MENU DU SOIR
Le couvre-feu, quelle bonne affaire. Plus de séance de cinéma à 20 heures, le théâtre seulement en matinée. Les éditeurs se frottent les mains. Ils se souviennent avec le rose qui leur monte aux joues que durant l’Occupation les gens faisaient la queue devant les librairies. Ils oublient que c’était pour acheter Les Décombres, de Lucien Rebatet. Gloups. Les soirées vont être longues. Le catalogue de Netflix n’est pas infini. On rêvera de nappes blanches, de serveurs au garde-à-vous, de menus rédigés à l’encre violette, d’adieux sur les trottoirs nocturnes. Les films serviront de guides gastronomiques. Ils ressembleront bientôt aux dessins de la grotte de Lascaux. Certains mettront l’eau à la bouche. Louis de Funès dirigeait Septime, Le Grand Restaurant sur les Champs-Élysées (comment s’appelait celui où il officiait dans
Le Gentleman d’Epsom ?).
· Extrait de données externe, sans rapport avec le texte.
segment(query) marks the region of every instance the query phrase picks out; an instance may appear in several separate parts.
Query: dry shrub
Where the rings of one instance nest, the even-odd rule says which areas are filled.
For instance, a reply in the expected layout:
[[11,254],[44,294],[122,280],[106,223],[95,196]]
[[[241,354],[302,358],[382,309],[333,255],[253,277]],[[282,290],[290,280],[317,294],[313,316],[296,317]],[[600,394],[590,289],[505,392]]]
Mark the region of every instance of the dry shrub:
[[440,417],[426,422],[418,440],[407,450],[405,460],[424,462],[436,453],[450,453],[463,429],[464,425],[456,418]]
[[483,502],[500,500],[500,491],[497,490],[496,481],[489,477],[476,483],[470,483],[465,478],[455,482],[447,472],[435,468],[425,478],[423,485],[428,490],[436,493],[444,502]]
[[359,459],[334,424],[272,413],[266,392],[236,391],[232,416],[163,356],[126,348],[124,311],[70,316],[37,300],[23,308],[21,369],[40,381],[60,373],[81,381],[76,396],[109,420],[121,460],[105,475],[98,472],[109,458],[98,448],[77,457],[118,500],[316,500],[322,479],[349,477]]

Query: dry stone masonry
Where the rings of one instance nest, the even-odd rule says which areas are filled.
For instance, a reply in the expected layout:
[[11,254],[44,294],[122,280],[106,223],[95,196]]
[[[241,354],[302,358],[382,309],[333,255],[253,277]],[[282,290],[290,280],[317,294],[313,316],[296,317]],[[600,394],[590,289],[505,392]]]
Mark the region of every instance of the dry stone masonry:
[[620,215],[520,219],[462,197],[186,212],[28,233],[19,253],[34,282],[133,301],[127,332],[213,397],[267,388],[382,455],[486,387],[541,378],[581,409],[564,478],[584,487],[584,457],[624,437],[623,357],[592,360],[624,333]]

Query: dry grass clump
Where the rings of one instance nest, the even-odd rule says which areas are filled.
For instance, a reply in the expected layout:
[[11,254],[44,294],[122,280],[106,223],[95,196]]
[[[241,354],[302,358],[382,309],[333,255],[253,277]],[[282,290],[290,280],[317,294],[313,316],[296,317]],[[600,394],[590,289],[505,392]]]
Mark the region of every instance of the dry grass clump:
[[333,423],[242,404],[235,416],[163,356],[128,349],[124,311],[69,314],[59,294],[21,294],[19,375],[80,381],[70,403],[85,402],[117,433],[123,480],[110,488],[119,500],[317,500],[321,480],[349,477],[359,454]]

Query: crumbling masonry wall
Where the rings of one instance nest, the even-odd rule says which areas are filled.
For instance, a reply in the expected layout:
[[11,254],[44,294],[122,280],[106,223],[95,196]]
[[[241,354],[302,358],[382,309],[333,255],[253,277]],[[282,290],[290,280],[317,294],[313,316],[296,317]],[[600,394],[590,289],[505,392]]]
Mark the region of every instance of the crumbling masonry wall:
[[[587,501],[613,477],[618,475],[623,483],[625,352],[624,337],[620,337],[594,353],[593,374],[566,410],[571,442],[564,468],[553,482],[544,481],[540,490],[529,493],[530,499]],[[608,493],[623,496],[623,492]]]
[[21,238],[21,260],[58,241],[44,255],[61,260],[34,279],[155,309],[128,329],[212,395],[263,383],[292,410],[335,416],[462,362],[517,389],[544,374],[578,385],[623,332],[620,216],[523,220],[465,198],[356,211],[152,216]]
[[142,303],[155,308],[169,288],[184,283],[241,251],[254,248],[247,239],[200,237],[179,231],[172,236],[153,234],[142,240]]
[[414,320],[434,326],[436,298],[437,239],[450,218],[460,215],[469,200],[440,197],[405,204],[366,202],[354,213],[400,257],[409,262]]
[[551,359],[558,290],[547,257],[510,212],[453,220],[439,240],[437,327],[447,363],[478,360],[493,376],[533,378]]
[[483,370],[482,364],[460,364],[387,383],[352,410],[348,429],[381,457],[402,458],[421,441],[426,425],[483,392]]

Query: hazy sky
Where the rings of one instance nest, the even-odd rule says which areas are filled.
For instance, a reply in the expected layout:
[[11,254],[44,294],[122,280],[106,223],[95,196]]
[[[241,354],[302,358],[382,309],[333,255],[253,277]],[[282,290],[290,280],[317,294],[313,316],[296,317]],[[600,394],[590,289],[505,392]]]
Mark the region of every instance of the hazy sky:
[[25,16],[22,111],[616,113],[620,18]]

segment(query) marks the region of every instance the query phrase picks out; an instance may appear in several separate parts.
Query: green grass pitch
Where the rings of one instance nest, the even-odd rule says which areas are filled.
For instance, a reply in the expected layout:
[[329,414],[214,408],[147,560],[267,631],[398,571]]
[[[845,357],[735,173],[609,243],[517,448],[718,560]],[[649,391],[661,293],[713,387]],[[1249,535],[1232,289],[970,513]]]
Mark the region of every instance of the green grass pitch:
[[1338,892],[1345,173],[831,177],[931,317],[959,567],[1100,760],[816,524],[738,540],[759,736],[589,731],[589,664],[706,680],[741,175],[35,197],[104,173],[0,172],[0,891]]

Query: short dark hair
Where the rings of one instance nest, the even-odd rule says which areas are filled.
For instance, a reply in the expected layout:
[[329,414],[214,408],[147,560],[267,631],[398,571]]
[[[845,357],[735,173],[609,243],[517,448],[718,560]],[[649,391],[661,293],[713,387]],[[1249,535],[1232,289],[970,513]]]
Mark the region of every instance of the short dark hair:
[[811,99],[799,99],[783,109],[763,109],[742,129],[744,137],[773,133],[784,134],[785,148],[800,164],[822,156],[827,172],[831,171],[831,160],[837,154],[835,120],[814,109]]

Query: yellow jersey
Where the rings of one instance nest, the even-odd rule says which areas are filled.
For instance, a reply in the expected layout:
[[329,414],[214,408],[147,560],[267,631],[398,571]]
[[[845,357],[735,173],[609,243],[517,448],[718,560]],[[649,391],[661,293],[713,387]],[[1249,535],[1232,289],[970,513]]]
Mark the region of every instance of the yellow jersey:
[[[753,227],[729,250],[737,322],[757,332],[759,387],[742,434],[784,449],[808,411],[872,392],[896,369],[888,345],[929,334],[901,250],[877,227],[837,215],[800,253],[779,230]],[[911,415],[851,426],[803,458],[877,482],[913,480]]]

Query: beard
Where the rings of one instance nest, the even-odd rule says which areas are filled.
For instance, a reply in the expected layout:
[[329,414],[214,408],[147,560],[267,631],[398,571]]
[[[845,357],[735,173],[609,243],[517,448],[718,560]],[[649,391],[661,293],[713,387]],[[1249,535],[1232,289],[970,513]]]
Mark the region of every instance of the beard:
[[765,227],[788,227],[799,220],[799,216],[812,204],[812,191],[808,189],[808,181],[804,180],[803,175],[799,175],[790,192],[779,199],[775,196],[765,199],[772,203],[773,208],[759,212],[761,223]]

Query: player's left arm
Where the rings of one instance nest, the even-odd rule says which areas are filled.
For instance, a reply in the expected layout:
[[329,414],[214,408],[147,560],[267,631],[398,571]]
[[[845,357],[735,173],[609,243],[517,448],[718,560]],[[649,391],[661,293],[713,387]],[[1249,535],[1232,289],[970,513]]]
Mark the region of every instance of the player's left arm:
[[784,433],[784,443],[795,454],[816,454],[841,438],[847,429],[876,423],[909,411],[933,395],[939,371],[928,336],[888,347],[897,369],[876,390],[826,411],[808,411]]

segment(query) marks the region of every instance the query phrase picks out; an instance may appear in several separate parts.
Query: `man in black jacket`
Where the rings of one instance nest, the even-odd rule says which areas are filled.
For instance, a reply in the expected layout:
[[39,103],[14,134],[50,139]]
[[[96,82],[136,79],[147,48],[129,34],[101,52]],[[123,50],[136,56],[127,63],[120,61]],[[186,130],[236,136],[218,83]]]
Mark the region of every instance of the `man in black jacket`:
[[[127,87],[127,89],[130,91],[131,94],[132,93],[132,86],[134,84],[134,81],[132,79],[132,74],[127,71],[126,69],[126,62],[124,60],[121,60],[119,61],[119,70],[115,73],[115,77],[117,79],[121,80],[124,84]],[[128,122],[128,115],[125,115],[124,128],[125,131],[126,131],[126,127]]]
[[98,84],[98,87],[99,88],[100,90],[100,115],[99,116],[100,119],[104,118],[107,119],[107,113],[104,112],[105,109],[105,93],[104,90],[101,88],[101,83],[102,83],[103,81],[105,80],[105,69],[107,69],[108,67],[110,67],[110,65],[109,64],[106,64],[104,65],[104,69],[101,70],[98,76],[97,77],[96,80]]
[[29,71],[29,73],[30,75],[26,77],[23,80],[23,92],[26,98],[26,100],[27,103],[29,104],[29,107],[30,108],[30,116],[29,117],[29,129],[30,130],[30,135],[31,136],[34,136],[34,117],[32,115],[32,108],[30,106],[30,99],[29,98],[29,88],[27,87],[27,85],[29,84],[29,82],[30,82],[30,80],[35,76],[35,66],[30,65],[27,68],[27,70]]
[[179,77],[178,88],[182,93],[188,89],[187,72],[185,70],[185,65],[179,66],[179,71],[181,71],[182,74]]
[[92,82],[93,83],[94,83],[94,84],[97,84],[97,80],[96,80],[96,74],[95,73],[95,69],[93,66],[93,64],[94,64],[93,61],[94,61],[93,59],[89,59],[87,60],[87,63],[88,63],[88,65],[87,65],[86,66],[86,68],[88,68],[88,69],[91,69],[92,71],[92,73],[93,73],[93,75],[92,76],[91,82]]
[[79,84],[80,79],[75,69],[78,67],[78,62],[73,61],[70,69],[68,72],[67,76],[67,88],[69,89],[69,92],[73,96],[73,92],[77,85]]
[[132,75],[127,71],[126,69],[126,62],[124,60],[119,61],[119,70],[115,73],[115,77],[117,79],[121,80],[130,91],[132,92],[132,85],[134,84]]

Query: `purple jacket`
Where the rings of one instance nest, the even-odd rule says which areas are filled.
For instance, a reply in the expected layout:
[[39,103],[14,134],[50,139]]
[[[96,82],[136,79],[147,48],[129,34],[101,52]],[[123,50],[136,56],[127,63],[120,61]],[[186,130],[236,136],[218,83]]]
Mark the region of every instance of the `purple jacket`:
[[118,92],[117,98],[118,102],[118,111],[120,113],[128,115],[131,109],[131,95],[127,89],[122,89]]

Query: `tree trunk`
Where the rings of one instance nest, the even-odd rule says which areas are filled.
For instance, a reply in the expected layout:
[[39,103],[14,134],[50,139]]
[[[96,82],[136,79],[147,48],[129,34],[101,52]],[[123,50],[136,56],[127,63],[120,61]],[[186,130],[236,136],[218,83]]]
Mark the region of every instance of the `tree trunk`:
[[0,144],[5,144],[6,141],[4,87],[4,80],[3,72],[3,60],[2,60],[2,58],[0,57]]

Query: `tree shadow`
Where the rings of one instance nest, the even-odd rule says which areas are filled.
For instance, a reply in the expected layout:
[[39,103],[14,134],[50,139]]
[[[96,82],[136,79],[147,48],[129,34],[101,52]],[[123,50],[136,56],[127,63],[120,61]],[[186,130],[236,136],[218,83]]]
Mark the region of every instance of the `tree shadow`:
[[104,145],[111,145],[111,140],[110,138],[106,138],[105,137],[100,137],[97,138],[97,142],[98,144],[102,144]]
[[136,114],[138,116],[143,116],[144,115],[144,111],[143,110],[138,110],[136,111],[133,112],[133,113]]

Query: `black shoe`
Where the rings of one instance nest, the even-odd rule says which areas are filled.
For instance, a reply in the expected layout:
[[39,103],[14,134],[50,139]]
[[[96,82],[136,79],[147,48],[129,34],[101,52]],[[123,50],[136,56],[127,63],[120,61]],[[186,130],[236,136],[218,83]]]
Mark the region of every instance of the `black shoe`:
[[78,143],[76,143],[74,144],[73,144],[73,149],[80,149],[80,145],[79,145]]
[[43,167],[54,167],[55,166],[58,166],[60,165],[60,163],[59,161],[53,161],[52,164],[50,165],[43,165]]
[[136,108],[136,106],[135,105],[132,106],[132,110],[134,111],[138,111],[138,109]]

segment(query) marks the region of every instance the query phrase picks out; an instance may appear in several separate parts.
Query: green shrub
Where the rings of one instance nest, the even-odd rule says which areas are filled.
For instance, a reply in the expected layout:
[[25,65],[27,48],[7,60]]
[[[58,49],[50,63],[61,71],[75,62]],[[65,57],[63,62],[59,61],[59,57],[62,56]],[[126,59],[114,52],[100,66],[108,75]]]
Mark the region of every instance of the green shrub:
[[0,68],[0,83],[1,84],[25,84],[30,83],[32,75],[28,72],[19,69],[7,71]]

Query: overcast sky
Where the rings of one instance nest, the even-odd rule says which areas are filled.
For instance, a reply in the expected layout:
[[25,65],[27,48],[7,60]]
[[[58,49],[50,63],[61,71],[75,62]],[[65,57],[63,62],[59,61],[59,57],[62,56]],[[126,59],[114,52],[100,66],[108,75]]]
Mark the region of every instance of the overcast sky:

Le Gabin de Voici le temps des assassins ne chômait pas derrière le comptoir de son établissement aux Halles. Garçon ! se passait dans une brasserie reconstituée en studio. Parenthèse : Montand et ses collègues s’offraient un dîner chez Lasserre qui existe vraiment et où le toit s’ouvre sur le ciel étoilé. À domicile, les habitants des métropoles seront priés d’imiter
La Grande Bouffe. Il faudra commander les plats chez Fauchon. Prévoir des estomacs d’acier. Penser à inviter Andréa Ferréol. Personne n’en sortira vivant.